The Bank of England’s Monetary Policy Committee has raised the benchmark rate of interest from 0.5 per cent to 0.75 per cent.

But what will this mean for household finances?

Savings

Long-suffering savers have become used to rock-bottom returns with some banks currently paying just 0.05 per cent a year on instant access savings accounts.

While there is now likely to be some movement in this, don’t expect massive jumps in returns.

The 0.25 per cent rise is not sufficient to make much of a difference to returns.

Add to this the fact that banks have been notoriously bad at passing on increases to customers.

For example, the BoE raised rates by a quarter of a percent in November but the average rate on an easy access account went up just 0.07 per cent between September 2017 and this week.

That equates to an extra 70p in interest per year for every £1,000 of savings.

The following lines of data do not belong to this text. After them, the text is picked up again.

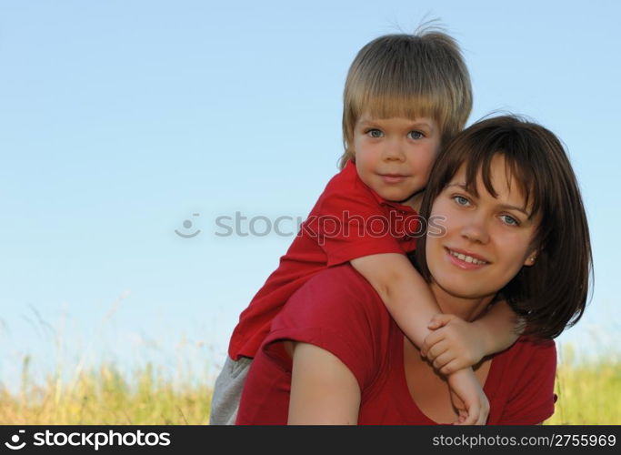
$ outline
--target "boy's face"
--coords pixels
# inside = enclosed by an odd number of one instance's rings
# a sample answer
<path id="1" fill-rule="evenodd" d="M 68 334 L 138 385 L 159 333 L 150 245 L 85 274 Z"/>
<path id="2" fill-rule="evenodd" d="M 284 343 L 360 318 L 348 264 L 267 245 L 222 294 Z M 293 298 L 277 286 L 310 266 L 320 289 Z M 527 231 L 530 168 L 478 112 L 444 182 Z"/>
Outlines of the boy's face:
<path id="1" fill-rule="evenodd" d="M 363 115 L 354 129 L 360 179 L 384 199 L 416 209 L 439 147 L 437 123 L 427 117 L 372 118 Z"/>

The most generous rate for an instant-access saver on money.co.uk is currently 1.5 per cent, still some way below inflation at 2.4 per cent.

Mortgages

More than 40 per cent of homeowners are currently on variable or tracker mortgages, meaning millions now face rising costs to service their debt.

“The very cheap deals we have seen in recent years - some as little as sub one per cent - are likely to be a thing of the past," said Sally Francis-Miles, money spokesperson at MoneySuperMarket.

"Those with tracker mortgages will see them increase automatically and those on variable rates are likely to have any increase passed on in the coming weeks.

"Fixed deals will be fine until they end. However, once they do, you’re likely to find yourself paying more than your current deal."

A 0.25 per cent rise translates to a small increase in monthly payments from £508 to £519 for a household with an £87,000 loan - the national average.

A borrower with a £250,000 mortgage on a typical standard variable rate deal of 3.99 per cent will need to find £400 extra per year.

Mark Carney signals ‘earlier’ interest rate hikes for UK

That may sound manageable but many households are already stretched after a prolonged period in which wage growth has lagged behind the rising cost of goods and services.

Even a small rise to essential costs is therefore likely to have a negative impact on the consumer spending that drives the economy, which has a knock-on effect for businesses selling goods and services.

Debt

As with mortgages, the cost of unsecured debt will also rise. This comes as the Office for National Statistics (ONS) said last week that UK households spent £900 more than they received in income 2017, a worse figure than at any year on record.

With millions of consumers now relying on taking on debt to fund basic spending, the rate rise is likely to hurt economic growth, with retailers potentially the first to be hit hard.

Confidence among UK consumers is already low and fell again in July, thanks to pessimism about the wider economy, according to a long-running index from GfK.

Investments and markets

Markets are unlikely to be affected in a big way by a 0.25 per cent rate rise as the impact has already been factored into asset prices.

It is likely to increase the pound’s value, as higher interest rates mean better returns for people holding that currency.

A move up to 0.75 per cent increases the cost of borrowing for the government and companies, the flip side of this being that those who invest in that debt such as pension funds receive better returns.

However, the base rate is still close to its lowest point in history, meaning investors looking for decent returns will still need to look to the stock market or further afield.